Willy Miranda could hit from either side of the plate, theoretically an advantage. But he batted just .221 with six home runs in more than 2,100 plate appearances during his nine-year career as a major league shortstop.
“The joke was he hit left, right and seldom,” Ernie Harwell, the Hall of Fame broadcaster who handled play-by-play for the Orioles in the ‘50s, told me years ago in an interview for my book on Orioles history.
But as woeful as the Cuban-born Miranda was at the plate, he was that good with his glove. His quick feet, sure hands and strong arm gave the Orioles’ infield an anchor for several seasons in the late ‘50s.
“Great arm, covered a lot of ground,” Dick Williams, who was Miranda’s teammate in Baltimore and later made the Hall of Fame as a World Series-winning manager, told me in his interview for my book.
Soon after Paul Richards joined the Orioles as their manager/GM following the 1954 season, he engineered a 17-player trade with the Yankees that included Miranda in the incoming haul. Billy Hunter, who’d played shortstop for the Orioles in 1954, was sent to New York, opening the job for Miranda, who was 29 and had never been a frontline player. But playing every day for the Orioles in 1955, he led the American League in putouts, assists and double plays. According to baseball-reference.com, he also led the league in range factor, an advanced metric calculated in hindsight.
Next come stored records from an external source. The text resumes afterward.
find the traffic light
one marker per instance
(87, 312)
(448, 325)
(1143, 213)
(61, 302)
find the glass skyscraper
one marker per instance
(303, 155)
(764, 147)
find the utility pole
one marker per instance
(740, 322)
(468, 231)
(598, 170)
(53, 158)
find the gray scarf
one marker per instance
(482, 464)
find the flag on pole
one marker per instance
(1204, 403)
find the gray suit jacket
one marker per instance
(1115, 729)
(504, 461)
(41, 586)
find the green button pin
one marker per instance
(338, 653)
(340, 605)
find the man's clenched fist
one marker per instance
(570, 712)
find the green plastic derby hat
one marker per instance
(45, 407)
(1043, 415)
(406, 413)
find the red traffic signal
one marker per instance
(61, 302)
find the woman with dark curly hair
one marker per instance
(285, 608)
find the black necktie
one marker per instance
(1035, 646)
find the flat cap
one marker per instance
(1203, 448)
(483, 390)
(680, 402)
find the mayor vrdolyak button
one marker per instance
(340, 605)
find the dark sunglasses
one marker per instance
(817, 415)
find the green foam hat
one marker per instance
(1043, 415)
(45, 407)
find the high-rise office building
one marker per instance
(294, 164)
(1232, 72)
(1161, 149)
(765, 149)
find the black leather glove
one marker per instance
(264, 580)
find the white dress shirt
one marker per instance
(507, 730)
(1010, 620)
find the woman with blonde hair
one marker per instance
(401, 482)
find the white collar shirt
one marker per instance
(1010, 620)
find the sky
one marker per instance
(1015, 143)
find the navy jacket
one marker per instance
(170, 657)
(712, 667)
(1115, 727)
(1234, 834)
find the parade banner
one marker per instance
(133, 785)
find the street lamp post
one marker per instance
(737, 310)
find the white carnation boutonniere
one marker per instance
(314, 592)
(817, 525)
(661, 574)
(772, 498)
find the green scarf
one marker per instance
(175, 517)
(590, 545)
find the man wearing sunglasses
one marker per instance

His defensive wins-above-replacement grade, another advanced metric calculated in hindsight, was even higher in 1956.
The Orioles didn’t have a whole lot to recommend them in their first years in Baltimore, but to quote an old piece of baseball slang, Miranda could really “pick it” at shortstop, routinely making fancy plays and seldom missing the easy ones. Tommy Lasorda, a future Hall of Fame manager, played with Miranda on a winter-ball team in Cuba and later called him the best defensive shortstop he’d ever seen.
Miranda’s glove work turned him into a fan favorite in Baltimore, so popular that he never heard a boo while enduring an 0-for-41 slump at the plate in 1956. Richards even went so far as to credit him with saving the franchise in an interview years later.
“In the years we were trying to build a team in Baltimore, the fans didn’t have much to entertain them. From 1955 to 1959, Miranda kept the interest alive. I always felt, in some ways, he helped save the franchise in those formative years,” Richards said, according to a Society of American Baseball Research profile of Miranda.
Not surprisingly, Miranda’s glove was among his prized possessions. He even gave it a nickname — Old Faithful. Miranda had bought it as minor leaguer in 1949 and so loved its stiff feel that he continually patched and restrung it and performed various surgeries that enabled him to continue to use it. Years later, sports columnist John Steadman, writing in the Baltimore News American, revealed that Miranda had used illegal means to keep the fingers stiff, inserting tongue depressors and cut-up sanitary socks. The umpires never knew.
Miranda’s 1957 Topps card, pictured above, provides a wonderful view of Old Faithful, a classic artifact from the Orioles’ early years.
Teammates as well as fans got a kick out of Miranda. Sadly, he’d passed away by the time I was collecting interviews for book on Orioles history in the late ‘90s. But almost everyone smiled and told a story when his name came up in conversations.
“Great shortstop, didn’t hit much, but what a fun guy,” catcher Joe Ginsburg told me. “Richards would get on him about something and turn around and go back to his office, and Willy would stand up and imitate Paul. He was a good mimic only, of course, he didn’t speak the language too well. You can imagine this little guy from Cuba imitating a tall guy from Texas.”
He’d learned English by going to the movies — as many as four or five shows a day, Harwell recalled. Meanwhile, he taught Ginsburg how to swear in Spanish.
“Gosh, he made us laugh,” Ginsburg said.
Milt Pappas recalled that Miranda was the only Oriole who spoke to him when he joined the club in 1958 as a high-priced bonus baby, irritating the veterans. “Quite a nice man,” Pappas said. Ron Hansen agreed. Although he replaced Miranda as the Orioles’ shortstop in 1960, Hansen received nothing but help from his predecessor.
“I’d been up some in the prior two years and Willy really helped me a lot,” Hansen told me. “He was really good and showed me some little things. I was there to take his job, but I guess he felt he was at the latter part of his career. He was very good to me.”
During most of his career, Miranda went home to Cuba to play winter ball during the major league offseason. At the end, with Fidel Castro taking over, he had to escape. When he was finished playing baseball, he settled with his family in the Hamilton section of Baltimore, where he lived until his death in 1996.
“What a personality. I really liked him,” Harwell said.